The acceptability and effectiveness of flavored versus unflavored oral rehydration salts (ORS) were investigated in a prospective study involving 112 children 1-24 months of age treated at Karachis National Institute of Child Health for mild to moderate diarrhea-associated dehydration. The 56 children in Group A received the standard WHO ORS formula while the 56 children in Group B received the WHO preparation flavored with a lemon-lime agent. If either of the solutions was refused 3 consecutive times the alternate formulation was offered. The average amount of ORS consumed before rehydration was achieved was 350 ml in Group A and 372.3 ml in Group B while the average time taken for rehydration was 3.14 hours in Group A and 3.09 hours in Group B. Acceptability was good (defined as ingestion of 70-100% of the required amount) during the initial rehydration period in 85.7% of children in Group A and 87.5% of those in Group B. During the maintenance period however a marked preference was manifested for the flavored solution which was consumed in significantly greater quantities.
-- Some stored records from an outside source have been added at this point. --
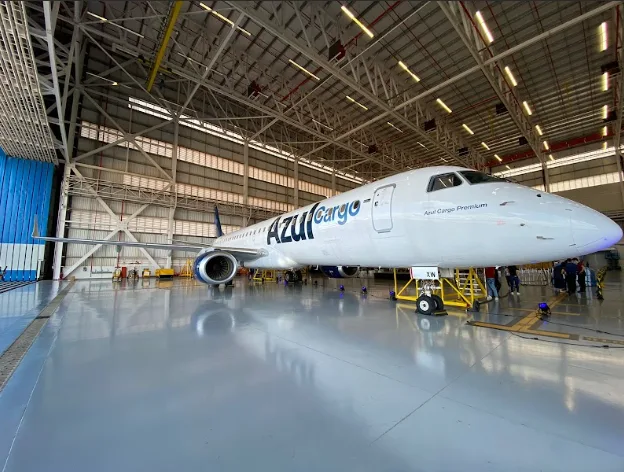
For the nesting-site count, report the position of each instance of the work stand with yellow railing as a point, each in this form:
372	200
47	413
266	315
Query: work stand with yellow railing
463	289
600	275
264	276
187	269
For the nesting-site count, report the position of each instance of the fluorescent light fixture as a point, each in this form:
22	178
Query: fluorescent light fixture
406	69
484	27
112	82
390	124
155	110
105	20
357	22
602	34
101	18
526	107
303	69
511	77
443	105
223	18
323	125
356	102
562	161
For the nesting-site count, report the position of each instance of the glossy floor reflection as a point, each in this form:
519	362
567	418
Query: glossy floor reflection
18	307
180	376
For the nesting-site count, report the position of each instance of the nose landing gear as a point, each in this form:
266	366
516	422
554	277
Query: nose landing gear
428	303
293	276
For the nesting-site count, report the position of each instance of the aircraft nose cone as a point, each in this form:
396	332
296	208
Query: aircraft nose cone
593	231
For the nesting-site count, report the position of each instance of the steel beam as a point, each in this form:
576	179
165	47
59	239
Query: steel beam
344	78
50	22
465	28
212	61
617	130
171	21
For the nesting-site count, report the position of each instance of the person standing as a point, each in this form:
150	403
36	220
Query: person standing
490	280
514	280
580	273
570	269
559	277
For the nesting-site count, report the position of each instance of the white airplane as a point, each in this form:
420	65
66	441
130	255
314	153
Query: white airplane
432	218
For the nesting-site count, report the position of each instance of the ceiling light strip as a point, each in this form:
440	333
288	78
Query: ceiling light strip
443	105
357	22
484	27
303	69
406	69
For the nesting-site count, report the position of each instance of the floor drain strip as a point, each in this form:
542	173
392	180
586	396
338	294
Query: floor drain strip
14	354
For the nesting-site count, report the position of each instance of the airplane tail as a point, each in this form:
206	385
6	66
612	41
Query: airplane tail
218	223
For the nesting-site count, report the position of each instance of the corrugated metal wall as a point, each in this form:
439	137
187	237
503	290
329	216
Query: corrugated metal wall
25	188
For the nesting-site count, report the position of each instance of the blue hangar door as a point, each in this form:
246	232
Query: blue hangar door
25	190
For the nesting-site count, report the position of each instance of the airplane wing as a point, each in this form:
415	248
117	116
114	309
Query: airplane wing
242	254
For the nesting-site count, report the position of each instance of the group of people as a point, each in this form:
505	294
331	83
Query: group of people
567	273
494	285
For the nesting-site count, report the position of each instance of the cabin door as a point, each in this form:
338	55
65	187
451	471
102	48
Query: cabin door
382	209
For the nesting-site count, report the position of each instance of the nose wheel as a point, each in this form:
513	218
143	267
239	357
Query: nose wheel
428	303
425	305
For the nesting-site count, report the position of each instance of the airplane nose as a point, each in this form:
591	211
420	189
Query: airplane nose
592	231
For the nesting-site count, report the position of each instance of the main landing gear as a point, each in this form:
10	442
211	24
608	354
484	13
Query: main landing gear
293	276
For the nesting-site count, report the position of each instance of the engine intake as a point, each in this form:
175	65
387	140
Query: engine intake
215	267
340	272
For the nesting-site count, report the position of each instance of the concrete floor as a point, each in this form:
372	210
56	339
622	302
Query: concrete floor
178	376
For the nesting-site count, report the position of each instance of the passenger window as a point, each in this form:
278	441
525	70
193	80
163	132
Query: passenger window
442	181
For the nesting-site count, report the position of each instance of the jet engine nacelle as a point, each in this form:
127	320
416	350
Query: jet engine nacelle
340	272
215	267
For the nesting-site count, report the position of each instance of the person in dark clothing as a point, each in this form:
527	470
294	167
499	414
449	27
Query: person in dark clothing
580	273
514	280
570	270
559	277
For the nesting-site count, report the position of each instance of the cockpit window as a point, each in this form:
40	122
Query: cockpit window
474	177
442	181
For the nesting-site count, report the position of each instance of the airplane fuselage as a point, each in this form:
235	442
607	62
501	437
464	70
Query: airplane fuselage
404	221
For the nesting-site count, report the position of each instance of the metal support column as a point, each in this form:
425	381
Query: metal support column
618	158
246	173
545	177
60	225
296	184
174	165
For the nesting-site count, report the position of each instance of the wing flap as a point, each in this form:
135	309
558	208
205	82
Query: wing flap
244	253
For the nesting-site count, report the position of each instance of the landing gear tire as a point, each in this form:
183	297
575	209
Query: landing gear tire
425	305
292	276
439	303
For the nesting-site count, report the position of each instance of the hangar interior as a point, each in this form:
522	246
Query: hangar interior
134	121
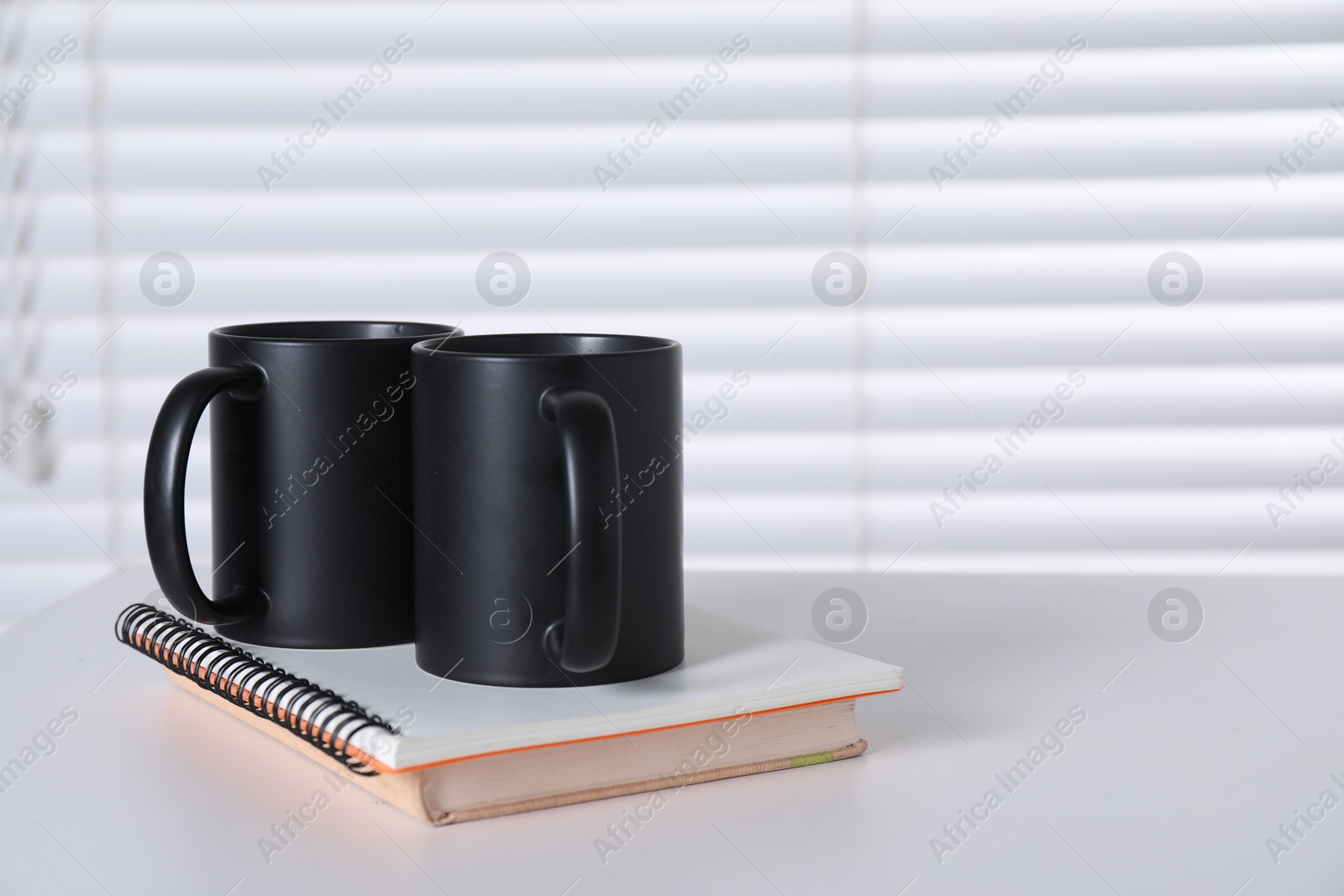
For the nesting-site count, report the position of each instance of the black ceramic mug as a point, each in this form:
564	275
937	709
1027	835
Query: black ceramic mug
311	484
549	506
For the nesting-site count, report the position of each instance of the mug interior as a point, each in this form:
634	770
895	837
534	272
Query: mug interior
335	331
542	344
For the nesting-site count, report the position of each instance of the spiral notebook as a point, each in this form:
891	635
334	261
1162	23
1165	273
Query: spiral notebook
745	700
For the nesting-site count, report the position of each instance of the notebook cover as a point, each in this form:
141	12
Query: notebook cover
403	790
730	668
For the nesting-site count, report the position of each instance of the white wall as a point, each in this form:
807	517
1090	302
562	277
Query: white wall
984	293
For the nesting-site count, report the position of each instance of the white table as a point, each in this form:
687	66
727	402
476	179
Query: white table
1189	758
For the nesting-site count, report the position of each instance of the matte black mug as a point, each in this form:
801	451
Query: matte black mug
311	484
549	506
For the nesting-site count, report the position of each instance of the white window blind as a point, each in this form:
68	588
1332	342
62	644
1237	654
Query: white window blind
995	275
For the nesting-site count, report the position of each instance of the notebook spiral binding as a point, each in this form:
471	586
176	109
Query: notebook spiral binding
319	716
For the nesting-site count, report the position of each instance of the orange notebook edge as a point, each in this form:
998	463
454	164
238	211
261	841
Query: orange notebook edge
402	789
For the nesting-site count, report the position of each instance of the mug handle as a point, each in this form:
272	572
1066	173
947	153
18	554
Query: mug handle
165	479
585	638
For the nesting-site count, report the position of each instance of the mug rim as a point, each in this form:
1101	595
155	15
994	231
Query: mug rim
264	332
472	345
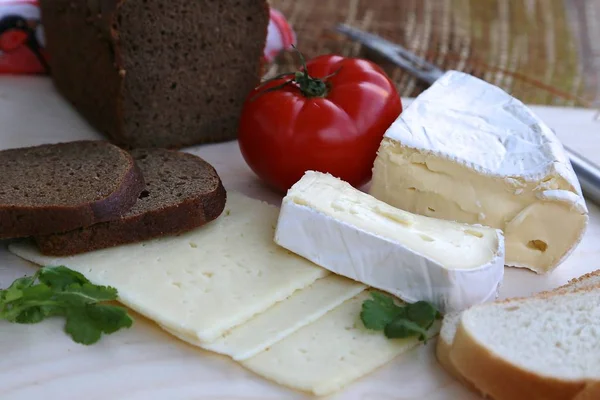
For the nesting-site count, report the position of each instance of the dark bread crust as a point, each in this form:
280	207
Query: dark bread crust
155	73
34	208
171	215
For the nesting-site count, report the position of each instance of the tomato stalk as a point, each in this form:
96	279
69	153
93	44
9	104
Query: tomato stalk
309	86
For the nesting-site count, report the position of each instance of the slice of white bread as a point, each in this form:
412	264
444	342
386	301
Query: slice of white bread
452	320
543	347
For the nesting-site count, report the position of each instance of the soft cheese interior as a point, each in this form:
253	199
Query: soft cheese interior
467	151
414	257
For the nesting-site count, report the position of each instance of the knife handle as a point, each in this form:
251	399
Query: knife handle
588	174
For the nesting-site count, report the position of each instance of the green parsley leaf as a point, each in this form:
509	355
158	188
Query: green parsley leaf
15	291
398	321
86	294
108	318
81	327
404	328
379	311
60	291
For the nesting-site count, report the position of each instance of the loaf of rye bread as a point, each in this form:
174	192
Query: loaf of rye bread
182	192
156	73
60	187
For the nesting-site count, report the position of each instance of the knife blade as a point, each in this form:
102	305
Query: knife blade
587	172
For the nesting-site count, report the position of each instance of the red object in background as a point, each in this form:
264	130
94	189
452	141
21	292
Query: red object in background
21	38
287	128
280	35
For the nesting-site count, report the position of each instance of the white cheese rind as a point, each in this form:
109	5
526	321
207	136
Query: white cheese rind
386	264
204	282
330	353
466	151
284	318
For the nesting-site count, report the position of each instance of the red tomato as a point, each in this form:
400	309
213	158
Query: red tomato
332	121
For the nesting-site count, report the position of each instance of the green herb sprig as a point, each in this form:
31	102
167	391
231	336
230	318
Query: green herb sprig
60	291
381	313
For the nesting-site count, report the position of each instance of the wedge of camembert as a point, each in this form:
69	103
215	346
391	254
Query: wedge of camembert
350	233
467	151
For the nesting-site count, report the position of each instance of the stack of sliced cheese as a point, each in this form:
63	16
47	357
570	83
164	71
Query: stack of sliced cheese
543	347
227	287
466	164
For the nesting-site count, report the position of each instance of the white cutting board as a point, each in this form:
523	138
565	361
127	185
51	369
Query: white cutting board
41	362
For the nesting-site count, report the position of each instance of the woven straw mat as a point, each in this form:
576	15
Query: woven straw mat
540	51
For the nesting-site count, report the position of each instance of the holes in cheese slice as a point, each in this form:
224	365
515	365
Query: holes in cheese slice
539	245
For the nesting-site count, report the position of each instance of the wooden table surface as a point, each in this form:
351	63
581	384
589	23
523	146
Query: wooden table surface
41	362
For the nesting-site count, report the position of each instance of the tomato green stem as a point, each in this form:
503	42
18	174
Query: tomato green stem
308	85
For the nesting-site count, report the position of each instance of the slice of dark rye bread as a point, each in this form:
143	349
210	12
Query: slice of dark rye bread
182	192
59	187
157	73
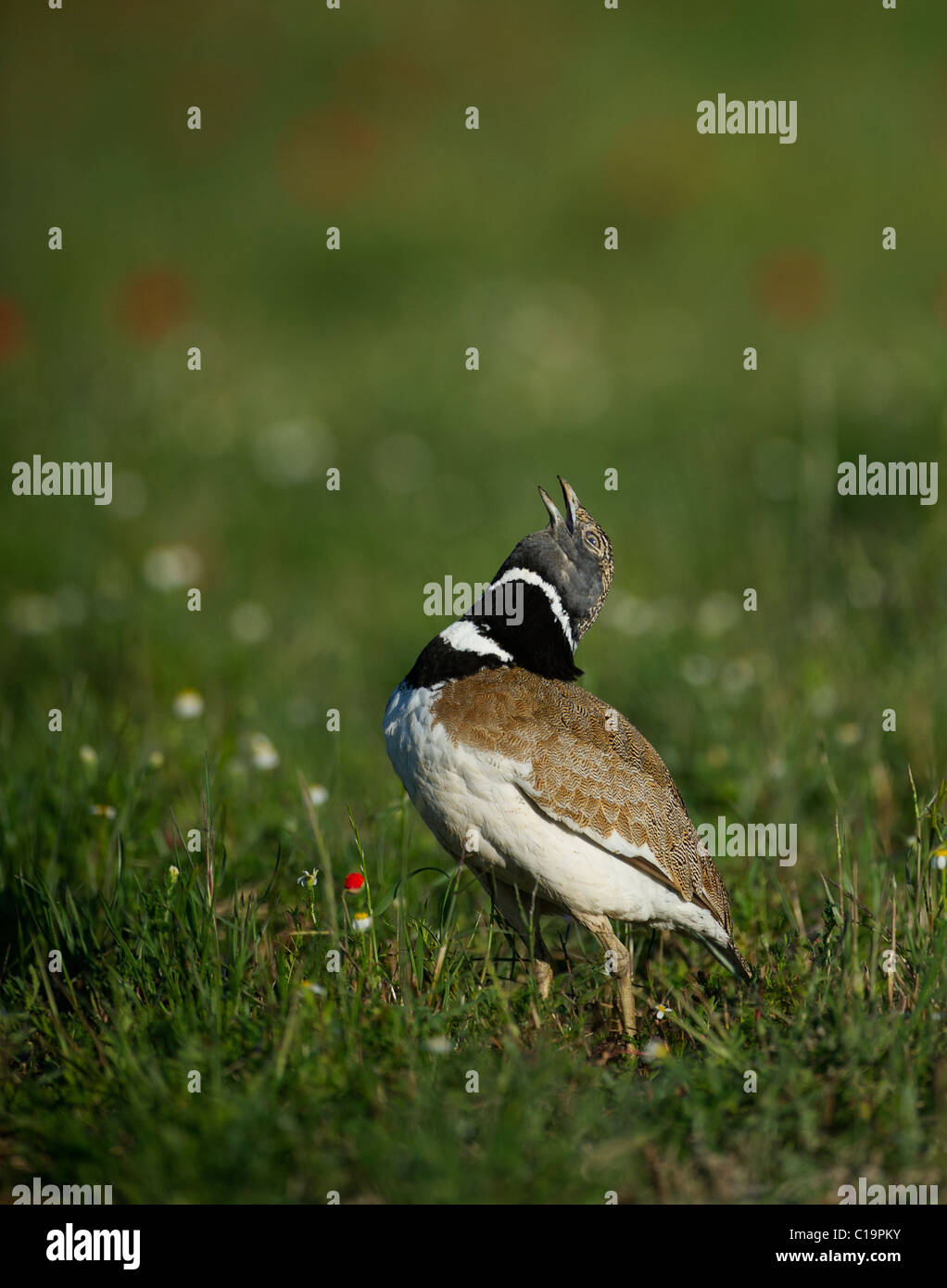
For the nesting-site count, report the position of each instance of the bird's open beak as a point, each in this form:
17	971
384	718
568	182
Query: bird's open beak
571	506
573	502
A disadvantage of this preference was the greater incidence of overhydration in Group B (19.6% versus 3.6% in Group A) in the maintenance period; another disadvantage was the fact that 21.2% of children in Group B compared with only 8.2% of those in Group A were hypernatremic after 24 hours. Overall these findings suggest that while flavored ORS can be used during the initial rehydration period the unflavored solution is a safer maintenance therapy.